Prof. Philip Leach, EHRAC Director
This judgment reiterates that the authorities must provide ongoing justification for continued detention; it was not sufficient that Ivane Merabishvili’s arrest and pre-trial detention were initially lawful and based on reasonable grounds. We also welcome the Court’s finding of an Article 18 violation, its second in one of our cases this year. An allegation that a politician’s activities have been restricted in order to prevent his participation in politics is a serious one given, as the Court said, “the existence of a direct link between human rights protection and the functioning of democracy”. We are encouraged by the development of this area of the Court’s case law.
On 22 June 2016, the members of the Parliamentary Assembly of the Council of Europe issued a declaration on the situation in Georgia in the run up to parliamentary elections this year, which stated:
“Already several times, facts of organised violence against opposition members of parliament and politicians by individuals linked with the Georgian Government have been reported.

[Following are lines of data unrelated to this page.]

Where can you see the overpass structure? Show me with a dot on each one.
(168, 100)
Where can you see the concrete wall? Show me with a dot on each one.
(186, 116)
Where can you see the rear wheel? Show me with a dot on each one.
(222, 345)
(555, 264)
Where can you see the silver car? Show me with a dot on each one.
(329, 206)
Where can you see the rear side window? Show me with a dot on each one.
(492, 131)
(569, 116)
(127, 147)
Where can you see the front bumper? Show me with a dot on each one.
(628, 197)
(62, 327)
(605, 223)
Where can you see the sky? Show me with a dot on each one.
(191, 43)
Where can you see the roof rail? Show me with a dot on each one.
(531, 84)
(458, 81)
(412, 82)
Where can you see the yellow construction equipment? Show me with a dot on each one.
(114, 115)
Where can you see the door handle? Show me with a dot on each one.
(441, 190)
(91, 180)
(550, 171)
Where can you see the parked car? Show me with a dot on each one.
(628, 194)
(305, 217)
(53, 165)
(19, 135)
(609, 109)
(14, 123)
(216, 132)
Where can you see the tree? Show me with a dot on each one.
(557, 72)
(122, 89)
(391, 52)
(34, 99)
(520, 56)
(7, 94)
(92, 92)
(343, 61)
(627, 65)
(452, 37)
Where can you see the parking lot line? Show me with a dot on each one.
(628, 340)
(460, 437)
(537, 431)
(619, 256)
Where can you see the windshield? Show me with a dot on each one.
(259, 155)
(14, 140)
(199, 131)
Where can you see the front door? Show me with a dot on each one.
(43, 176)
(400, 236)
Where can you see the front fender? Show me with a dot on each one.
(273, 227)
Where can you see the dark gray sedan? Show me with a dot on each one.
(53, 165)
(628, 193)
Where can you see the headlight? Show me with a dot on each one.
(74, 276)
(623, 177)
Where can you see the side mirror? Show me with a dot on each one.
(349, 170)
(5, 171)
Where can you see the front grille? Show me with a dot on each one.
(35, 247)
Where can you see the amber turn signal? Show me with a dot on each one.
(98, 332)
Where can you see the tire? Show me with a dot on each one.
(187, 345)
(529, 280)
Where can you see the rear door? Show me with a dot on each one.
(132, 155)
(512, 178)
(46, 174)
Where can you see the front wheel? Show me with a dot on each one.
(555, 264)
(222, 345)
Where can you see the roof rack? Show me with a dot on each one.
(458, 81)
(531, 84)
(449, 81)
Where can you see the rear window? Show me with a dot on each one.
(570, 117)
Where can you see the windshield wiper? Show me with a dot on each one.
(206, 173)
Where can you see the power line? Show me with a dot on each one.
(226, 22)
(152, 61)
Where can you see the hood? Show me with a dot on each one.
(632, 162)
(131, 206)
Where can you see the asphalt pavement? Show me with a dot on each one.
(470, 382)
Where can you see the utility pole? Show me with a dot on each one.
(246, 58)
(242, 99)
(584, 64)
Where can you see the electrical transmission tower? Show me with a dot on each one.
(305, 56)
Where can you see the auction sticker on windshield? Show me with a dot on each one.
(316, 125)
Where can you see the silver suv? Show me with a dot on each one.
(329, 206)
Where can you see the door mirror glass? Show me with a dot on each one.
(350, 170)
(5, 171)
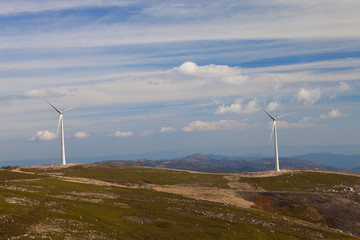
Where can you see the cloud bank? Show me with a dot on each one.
(43, 135)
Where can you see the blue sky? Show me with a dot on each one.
(164, 75)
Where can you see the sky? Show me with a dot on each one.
(185, 76)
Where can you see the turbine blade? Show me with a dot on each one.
(60, 119)
(52, 106)
(272, 131)
(266, 111)
(285, 115)
(73, 107)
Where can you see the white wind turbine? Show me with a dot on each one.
(61, 122)
(273, 131)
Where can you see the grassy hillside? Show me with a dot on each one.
(92, 201)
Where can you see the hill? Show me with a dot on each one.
(202, 163)
(97, 201)
(336, 160)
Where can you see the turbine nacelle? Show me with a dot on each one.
(61, 123)
(273, 132)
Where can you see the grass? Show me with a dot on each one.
(138, 175)
(83, 211)
(304, 181)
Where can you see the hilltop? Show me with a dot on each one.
(223, 164)
(97, 201)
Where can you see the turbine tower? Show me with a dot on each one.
(274, 132)
(61, 122)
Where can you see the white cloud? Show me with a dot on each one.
(343, 87)
(309, 96)
(146, 133)
(35, 93)
(300, 124)
(230, 75)
(167, 129)
(272, 106)
(43, 135)
(123, 134)
(215, 125)
(238, 107)
(332, 114)
(81, 135)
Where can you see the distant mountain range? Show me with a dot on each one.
(219, 163)
(223, 164)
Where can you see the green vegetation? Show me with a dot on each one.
(139, 175)
(301, 181)
(46, 207)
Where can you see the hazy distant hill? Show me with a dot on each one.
(198, 162)
(335, 160)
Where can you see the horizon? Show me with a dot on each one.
(159, 77)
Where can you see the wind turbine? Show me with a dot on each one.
(61, 122)
(273, 132)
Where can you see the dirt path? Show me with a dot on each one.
(227, 196)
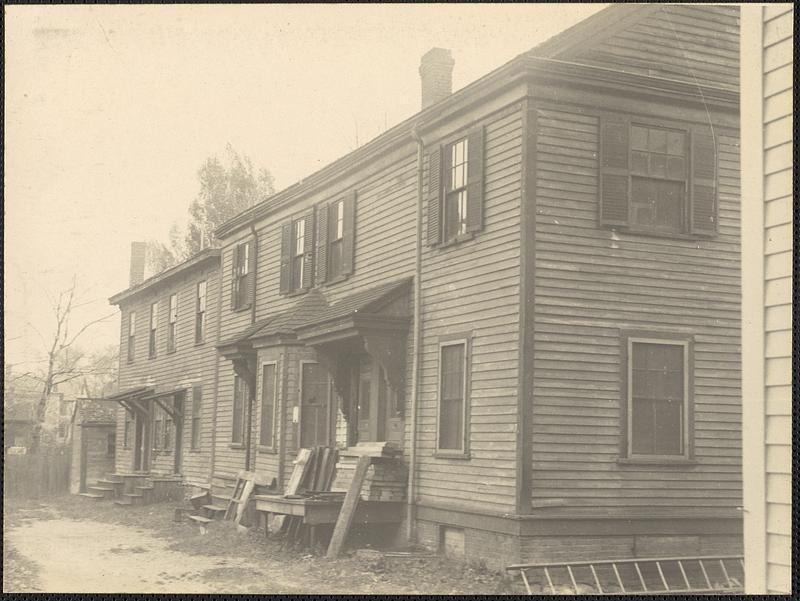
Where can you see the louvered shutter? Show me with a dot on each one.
(435, 196)
(235, 276)
(703, 182)
(308, 252)
(614, 172)
(348, 234)
(286, 258)
(251, 272)
(475, 168)
(323, 214)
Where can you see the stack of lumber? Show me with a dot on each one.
(386, 477)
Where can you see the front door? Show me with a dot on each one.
(141, 449)
(315, 407)
(177, 405)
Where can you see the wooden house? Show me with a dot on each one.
(167, 372)
(767, 203)
(531, 287)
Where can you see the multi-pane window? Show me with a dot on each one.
(173, 322)
(455, 199)
(336, 239)
(131, 335)
(452, 396)
(657, 398)
(153, 326)
(267, 430)
(658, 178)
(242, 275)
(239, 394)
(298, 252)
(200, 313)
(197, 404)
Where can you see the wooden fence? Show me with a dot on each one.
(46, 473)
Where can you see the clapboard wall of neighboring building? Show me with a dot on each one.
(191, 363)
(767, 113)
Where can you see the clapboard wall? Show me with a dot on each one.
(592, 283)
(190, 363)
(767, 113)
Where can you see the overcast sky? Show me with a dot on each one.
(111, 110)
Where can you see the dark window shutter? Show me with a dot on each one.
(251, 272)
(322, 243)
(308, 252)
(475, 168)
(235, 275)
(703, 183)
(435, 196)
(348, 234)
(286, 258)
(614, 175)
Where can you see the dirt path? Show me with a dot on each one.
(86, 556)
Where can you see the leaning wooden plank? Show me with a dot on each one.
(348, 509)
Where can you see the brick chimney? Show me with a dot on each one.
(436, 73)
(138, 251)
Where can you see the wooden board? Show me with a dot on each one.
(348, 508)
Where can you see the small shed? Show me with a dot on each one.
(93, 442)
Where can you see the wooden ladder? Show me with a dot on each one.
(719, 574)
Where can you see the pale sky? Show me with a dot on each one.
(111, 110)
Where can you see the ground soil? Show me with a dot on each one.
(73, 544)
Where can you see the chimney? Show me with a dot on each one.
(138, 250)
(436, 73)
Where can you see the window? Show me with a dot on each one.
(455, 189)
(453, 396)
(153, 325)
(239, 395)
(297, 246)
(267, 430)
(200, 313)
(197, 404)
(173, 322)
(657, 178)
(658, 398)
(243, 265)
(131, 336)
(126, 433)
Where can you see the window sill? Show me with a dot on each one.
(658, 460)
(451, 454)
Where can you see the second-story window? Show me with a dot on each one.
(173, 322)
(242, 275)
(153, 327)
(132, 336)
(200, 313)
(297, 254)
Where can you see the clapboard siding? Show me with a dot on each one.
(589, 284)
(777, 39)
(190, 364)
(474, 287)
(681, 42)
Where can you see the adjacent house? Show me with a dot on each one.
(531, 287)
(767, 111)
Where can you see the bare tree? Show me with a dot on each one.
(64, 361)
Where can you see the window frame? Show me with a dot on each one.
(152, 336)
(273, 434)
(131, 336)
(172, 324)
(464, 339)
(686, 341)
(201, 311)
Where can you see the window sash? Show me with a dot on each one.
(646, 395)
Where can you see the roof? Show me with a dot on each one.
(201, 258)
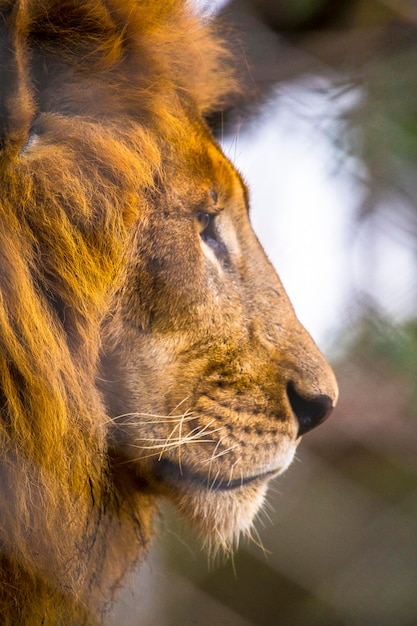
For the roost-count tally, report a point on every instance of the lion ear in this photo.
(16, 102)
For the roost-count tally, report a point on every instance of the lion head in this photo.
(147, 347)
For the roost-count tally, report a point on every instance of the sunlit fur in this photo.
(129, 347)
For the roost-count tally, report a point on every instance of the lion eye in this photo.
(203, 221)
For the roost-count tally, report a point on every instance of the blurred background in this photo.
(325, 133)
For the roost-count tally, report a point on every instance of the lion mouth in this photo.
(168, 472)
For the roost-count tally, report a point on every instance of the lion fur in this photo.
(114, 78)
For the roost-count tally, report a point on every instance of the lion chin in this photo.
(223, 511)
(147, 347)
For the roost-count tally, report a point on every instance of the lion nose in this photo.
(310, 412)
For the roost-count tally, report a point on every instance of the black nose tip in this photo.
(309, 413)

It is the responsibility of the Government to punish offenders and repeated failure to do so raises serious questions about the level playing field in Georgia.
[…]Mr Merabishvili is only the third political figure in relation to whom this breach was established by the Court.
It should be said that the practice of the Committee of Ministers in cases when a breach of this article was established has been to recommend the release of the person concerned and the dropping of all charges. We call upon the President of Georgia to use his constitutional powers and respect this decision. The Secretary General of the main opposition party imprisoned in the run up to the elections and found to be deprived of Article 18 rights by the European Court already casts a shadow on these elections.”